第十二章 玄武の国

広い平地に張られた天幕の数々。地理の教科書で見たどこかの遊牧民みたいだ、と雪が言った。井宿にその言葉の意味は半分も理解出来なかったのだが、たぶん、向こうにもなにか似たような民族がいるのだろう。

「この度は、うちの息子を助けていただいて本当に感謝しています!どんなお礼をしたらよいやら……」

「え、お礼なんて……じゃあ、金五十……」

「だ!できたら、今夜一晩泊めていただきたいのですが……」

唐突に欲望を丸出しにしてきた鬼宿を手刀で押し留め、井宿はそう言った。結局徹夜になってしまったので、さすがの彼も疲れてへとへとなのだ。

「まあ、そんなことでよければ喜んで!お食事もたくさん用意しますわ」

終始にこやかで気前のいい少年の母親は、雪達にゆっくりしているように告げて、台所へと引っ込んでいった。

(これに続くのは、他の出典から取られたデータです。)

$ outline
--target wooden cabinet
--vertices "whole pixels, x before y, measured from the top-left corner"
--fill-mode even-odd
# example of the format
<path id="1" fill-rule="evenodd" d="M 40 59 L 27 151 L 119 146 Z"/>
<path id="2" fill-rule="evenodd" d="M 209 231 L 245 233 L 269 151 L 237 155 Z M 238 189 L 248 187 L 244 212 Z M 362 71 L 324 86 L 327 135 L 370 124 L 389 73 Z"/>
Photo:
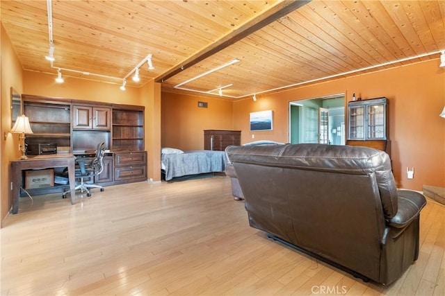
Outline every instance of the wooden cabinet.
<path id="1" fill-rule="evenodd" d="M 114 154 L 114 181 L 119 184 L 147 180 L 147 153 L 145 151 L 116 153 Z"/>
<path id="2" fill-rule="evenodd" d="M 348 140 L 387 139 L 387 99 L 372 98 L 348 103 Z"/>
<path id="3" fill-rule="evenodd" d="M 373 148 L 391 157 L 388 135 L 388 100 L 386 98 L 348 103 L 348 135 L 346 145 Z"/>
<path id="4" fill-rule="evenodd" d="M 95 154 L 97 144 L 107 150 L 104 168 L 94 182 L 102 186 L 147 180 L 144 151 L 144 107 L 23 95 L 24 112 L 33 133 L 29 144 L 55 143 L 58 153 Z M 55 175 L 64 176 L 63 170 Z M 39 189 L 36 194 L 62 192 L 66 186 Z"/>
<path id="5" fill-rule="evenodd" d="M 113 107 L 112 150 L 144 150 L 144 108 L 116 105 Z"/>
<path id="6" fill-rule="evenodd" d="M 110 130 L 111 109 L 87 105 L 72 106 L 73 129 Z"/>
<path id="7" fill-rule="evenodd" d="M 204 131 L 204 148 L 224 151 L 230 145 L 241 145 L 241 130 L 207 130 Z"/>
<path id="8" fill-rule="evenodd" d="M 26 134 L 31 147 L 55 143 L 58 152 L 69 152 L 71 142 L 71 104 L 66 100 L 49 101 L 46 98 L 24 94 L 23 112 L 29 118 L 33 134 Z M 29 153 L 36 154 L 36 151 Z"/>

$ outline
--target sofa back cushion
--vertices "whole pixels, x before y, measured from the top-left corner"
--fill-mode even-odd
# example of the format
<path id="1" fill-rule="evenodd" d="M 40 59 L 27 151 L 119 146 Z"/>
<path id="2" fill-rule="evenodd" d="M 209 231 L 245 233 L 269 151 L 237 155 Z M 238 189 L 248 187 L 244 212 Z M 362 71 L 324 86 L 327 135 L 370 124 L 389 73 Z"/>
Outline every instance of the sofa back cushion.
<path id="1" fill-rule="evenodd" d="M 375 175 L 385 217 L 389 219 L 397 213 L 396 182 L 389 157 L 383 151 L 360 146 L 305 143 L 229 146 L 226 153 L 234 163 L 342 175 Z"/>

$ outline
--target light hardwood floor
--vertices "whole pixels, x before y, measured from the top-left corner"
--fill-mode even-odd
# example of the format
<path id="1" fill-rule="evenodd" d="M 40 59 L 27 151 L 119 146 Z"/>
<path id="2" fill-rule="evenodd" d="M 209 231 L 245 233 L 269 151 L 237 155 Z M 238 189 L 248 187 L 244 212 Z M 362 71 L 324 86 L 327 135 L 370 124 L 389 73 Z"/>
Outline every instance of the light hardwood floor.
<path id="1" fill-rule="evenodd" d="M 430 200 L 419 259 L 389 286 L 250 227 L 225 175 L 22 198 L 0 235 L 1 295 L 445 295 L 445 207 Z"/>

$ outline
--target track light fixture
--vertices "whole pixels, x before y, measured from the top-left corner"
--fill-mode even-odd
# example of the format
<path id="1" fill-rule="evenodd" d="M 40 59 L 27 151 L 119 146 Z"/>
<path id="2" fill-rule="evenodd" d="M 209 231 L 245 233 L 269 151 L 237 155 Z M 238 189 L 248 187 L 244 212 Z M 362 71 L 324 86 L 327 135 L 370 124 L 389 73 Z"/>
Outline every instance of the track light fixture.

よほど気に入られたらしく、少年は鬼宿にべったりくっついて離れようとしない。鬼宿も幼い弟妹達を思い出しているのか、なんとも微笑ましい光景だった。

「さすが鬼宿だ、もうしっかり懐かれてるね」

「子供にはよく懐かれんだよ。お前も初めて会った時、こんなんだったじゃねえか」

大袈裟に笑いながら茶化すと、雪は真っ赤になって反論する。

「だ……だって、右も左も分かんないのに置いてけぼりにしようとしたんじゃん!っていうか私は小さな子供じゃないし!」

「ははは!まぁまぁ落ち着けって、冗談だよ冗談」

一頻り笑った後で、彼は少年と共に外へと出ていった。逃げた訳ではなさそうだ。

「……もう。鬼宿ってば、いらんことばっかり言う」

「大体の予想はつくのだ」

「あー!井宿まで笑うなんてひっどい……!」

「だってオイラも……初めて会った時は正直、子供みたいな娘だと思ったのだ」

つい最近の出来事なのに、早くも懐かしく感じてしまうあの日を思い返して、井宿がくつくつ笑う。彼女は井宿が見てきた同世代の誰よりも幼く、それでいて変な所ばかり大人びていると思うのだ。

「ふんだ、どうせ私はお子様ですよ」

「ま、君はそれで良いのだ!ほら雪、何かいい匂いしてきたと思わないのだ?」

「ん? あ、本当だ。ご飯楽しみだねえ、この辺りはどんな料理があるのかな?」

さっきまで膨れていたくせに、もう顔を崩している。落差のすごさが可笑しかったが笑うのはぐっと我慢して、入り口の方へ視線を向けた。

鬼宿や少年ではなく、何か別の人間の気配がしたのだ。